Can we and should we disentangle Nature from Nurture?

Can we and should we disentangle Nature from Nurture?
Activity Date: 
Sunday, May 11, 2014

It was in 1581 that the British teacher Richard Mulcaster wrote that “treasure . . . bestowed on children by nature, is to be bettered in them by nurture” and the ‘nature/nurture’ dichotomy has been debated ever since. We know that people’s beliefs about the relative importance of heredity and environment affect their opinions on an astonishing range of topics, extending much beyond the disciplines of the humanities. Many contemporary scientists share a common position on nature and nurture: All behavior is the product of an inextricable interaction between heredity and environment during development, so the answer to all nature-nurture questions is “some of each.” The American Philosopher Dan Dennett satirized this attitude: “Surely ‘everyone knows’ that the nature-nurture debate was resolved long ago, and neither side wins since everything is a mixture of both and it’s all very complicated, so let’s think of something else, right?” However, hypotheses that pit nature against nurture or that correlate either genes or environment with behavior without looking at the intervening brain will turn out to be too simplistic or plain wrong.
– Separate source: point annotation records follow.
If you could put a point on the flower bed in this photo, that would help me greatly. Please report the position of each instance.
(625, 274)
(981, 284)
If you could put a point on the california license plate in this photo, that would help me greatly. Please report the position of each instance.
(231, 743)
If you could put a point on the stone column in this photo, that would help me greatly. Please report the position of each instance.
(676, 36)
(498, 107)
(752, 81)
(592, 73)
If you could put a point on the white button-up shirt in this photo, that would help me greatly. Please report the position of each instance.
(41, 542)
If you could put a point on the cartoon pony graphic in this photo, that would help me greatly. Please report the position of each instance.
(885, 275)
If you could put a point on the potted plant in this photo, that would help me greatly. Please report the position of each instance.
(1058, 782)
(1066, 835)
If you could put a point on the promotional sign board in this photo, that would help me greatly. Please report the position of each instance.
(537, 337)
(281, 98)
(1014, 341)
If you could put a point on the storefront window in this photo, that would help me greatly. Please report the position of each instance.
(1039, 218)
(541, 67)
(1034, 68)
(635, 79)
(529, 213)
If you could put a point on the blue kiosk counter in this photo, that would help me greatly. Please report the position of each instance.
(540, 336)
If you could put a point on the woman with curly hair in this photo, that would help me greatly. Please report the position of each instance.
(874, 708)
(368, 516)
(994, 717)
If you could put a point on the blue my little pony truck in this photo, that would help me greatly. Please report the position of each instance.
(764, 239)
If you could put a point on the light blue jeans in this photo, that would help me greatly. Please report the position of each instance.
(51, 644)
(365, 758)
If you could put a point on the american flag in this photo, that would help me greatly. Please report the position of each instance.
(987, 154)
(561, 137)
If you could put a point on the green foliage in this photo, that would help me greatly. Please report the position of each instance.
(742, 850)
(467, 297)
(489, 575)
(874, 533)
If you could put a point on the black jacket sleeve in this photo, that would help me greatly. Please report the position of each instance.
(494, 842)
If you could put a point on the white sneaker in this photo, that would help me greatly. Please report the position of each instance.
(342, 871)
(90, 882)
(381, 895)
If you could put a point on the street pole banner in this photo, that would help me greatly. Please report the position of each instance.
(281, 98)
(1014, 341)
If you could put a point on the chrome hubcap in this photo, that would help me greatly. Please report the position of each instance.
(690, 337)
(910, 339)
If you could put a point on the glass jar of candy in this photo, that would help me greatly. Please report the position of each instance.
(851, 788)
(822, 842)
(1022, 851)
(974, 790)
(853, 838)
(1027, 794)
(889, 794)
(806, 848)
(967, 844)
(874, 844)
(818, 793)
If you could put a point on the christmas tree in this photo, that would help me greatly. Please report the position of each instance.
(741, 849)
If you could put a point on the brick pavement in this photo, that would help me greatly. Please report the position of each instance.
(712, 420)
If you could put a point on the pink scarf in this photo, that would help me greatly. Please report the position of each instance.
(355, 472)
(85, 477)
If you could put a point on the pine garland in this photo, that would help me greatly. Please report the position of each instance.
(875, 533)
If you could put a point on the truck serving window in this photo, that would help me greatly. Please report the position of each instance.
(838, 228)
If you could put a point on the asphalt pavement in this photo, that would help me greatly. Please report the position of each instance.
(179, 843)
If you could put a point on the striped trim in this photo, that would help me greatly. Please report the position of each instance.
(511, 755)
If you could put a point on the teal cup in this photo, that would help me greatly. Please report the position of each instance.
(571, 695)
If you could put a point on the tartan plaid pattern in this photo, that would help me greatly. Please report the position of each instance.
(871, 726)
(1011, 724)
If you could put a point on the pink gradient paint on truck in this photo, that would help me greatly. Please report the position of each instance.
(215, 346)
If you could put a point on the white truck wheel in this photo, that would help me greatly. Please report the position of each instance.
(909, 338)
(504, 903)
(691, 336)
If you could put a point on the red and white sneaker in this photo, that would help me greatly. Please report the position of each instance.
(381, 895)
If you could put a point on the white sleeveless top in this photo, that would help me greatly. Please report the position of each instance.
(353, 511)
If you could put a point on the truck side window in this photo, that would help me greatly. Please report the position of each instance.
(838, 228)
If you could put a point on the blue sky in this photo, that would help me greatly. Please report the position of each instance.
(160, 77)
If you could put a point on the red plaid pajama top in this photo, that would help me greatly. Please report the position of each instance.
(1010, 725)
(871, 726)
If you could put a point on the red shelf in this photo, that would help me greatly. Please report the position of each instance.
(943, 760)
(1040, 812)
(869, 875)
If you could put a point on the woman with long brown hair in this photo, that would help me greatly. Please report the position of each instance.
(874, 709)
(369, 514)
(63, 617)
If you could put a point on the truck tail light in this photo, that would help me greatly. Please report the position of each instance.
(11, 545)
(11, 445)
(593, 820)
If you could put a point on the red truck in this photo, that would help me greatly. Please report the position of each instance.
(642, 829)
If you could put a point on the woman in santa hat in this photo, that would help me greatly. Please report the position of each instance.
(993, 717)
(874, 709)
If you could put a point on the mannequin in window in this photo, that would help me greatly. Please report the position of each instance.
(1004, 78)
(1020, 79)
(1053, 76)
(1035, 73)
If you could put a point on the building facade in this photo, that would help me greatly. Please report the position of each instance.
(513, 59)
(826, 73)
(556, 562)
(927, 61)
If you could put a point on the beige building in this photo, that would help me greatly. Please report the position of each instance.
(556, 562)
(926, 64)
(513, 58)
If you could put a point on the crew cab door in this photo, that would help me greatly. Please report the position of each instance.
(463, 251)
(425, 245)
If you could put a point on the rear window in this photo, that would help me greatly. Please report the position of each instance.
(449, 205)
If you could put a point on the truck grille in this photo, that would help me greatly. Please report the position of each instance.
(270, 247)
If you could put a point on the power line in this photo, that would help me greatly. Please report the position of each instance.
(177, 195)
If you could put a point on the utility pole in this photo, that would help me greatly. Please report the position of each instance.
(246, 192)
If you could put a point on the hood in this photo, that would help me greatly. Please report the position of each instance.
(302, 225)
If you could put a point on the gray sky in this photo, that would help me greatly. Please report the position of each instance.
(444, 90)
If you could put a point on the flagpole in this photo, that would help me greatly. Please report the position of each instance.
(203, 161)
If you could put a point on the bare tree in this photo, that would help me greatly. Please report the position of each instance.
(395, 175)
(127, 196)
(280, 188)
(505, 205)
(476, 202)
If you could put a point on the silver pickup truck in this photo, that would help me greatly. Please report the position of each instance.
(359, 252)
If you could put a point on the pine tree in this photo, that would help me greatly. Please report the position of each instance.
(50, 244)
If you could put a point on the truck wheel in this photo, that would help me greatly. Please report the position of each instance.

The human brain has been called the most complex system in the universe. That complexity does not mean we should fuzz up the issues by saying that it’s all just too complicated to think about. Instead, we have no choice but to try to disentangle the multiple causes. This workshop is meant as a step in this direction to understand if and how we can or should disentangle nature and nurture, providing research examples of the disciplines of linguistics, philosophy, genetics and psychology.